- Genre: Reality
- Presented by: Steve Santagati
- Country of origin: United States
- Original language: English
- No. of seasons: 1
- No. of episodes: 8

Original release
- Network: GSN
- Release: January 10 – February 21, 2005

= American Dream Derby =

American Dream Derby is an American horse racing-themed reality show that aired on GSN. Eight one-hour episodes were produced, with the first two airing on January 10, 2005; the show then aired weekly through the February 21, 2005, finale. The series, hosted by Steve Santagati, featured twelve contestants competing for a grand prize of $250,000 and a stable of eight thoroughbred horses. Much of the horse racing in the series took place at Santa Anita Park.

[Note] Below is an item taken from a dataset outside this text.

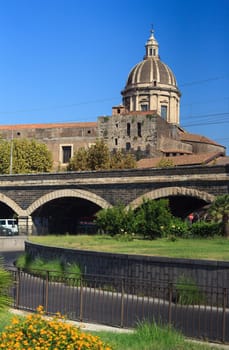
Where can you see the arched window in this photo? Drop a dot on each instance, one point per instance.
(164, 110)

The general episode format involved three segments. First, an "Owner's Challenge" took place; the winner of the challenge got to sleep that night in the show's mansion rather than in the stables with the horses; the winner also got to choose some of the other contestants to join them. Those who did not make it to the mansion then competed in a "Stable Hands' Challenge." The winners of each of the two challenges then got to choose one of their opponents (from their own sleeping arrangement) to face the "Guts Match". each chosen contestant then picked a horse from the stable to represent them in a heads-up match; the contestant who chose the losing horse was eliminated.

The penultimate episode saw the final six trimmed to three via three Guts Matches, then a fourth Guts Match was run to determine which of the final three contestants got first pick for the final race. The live finale saw the three finalists, plus the five eliminated contestants who had received the highest viewers' call-in votes, choosing from the eight horses for the final race that determined the champion.

The series' theme song was "You Take Me Home" by LeAnn Rimes, who appeared in the series finale.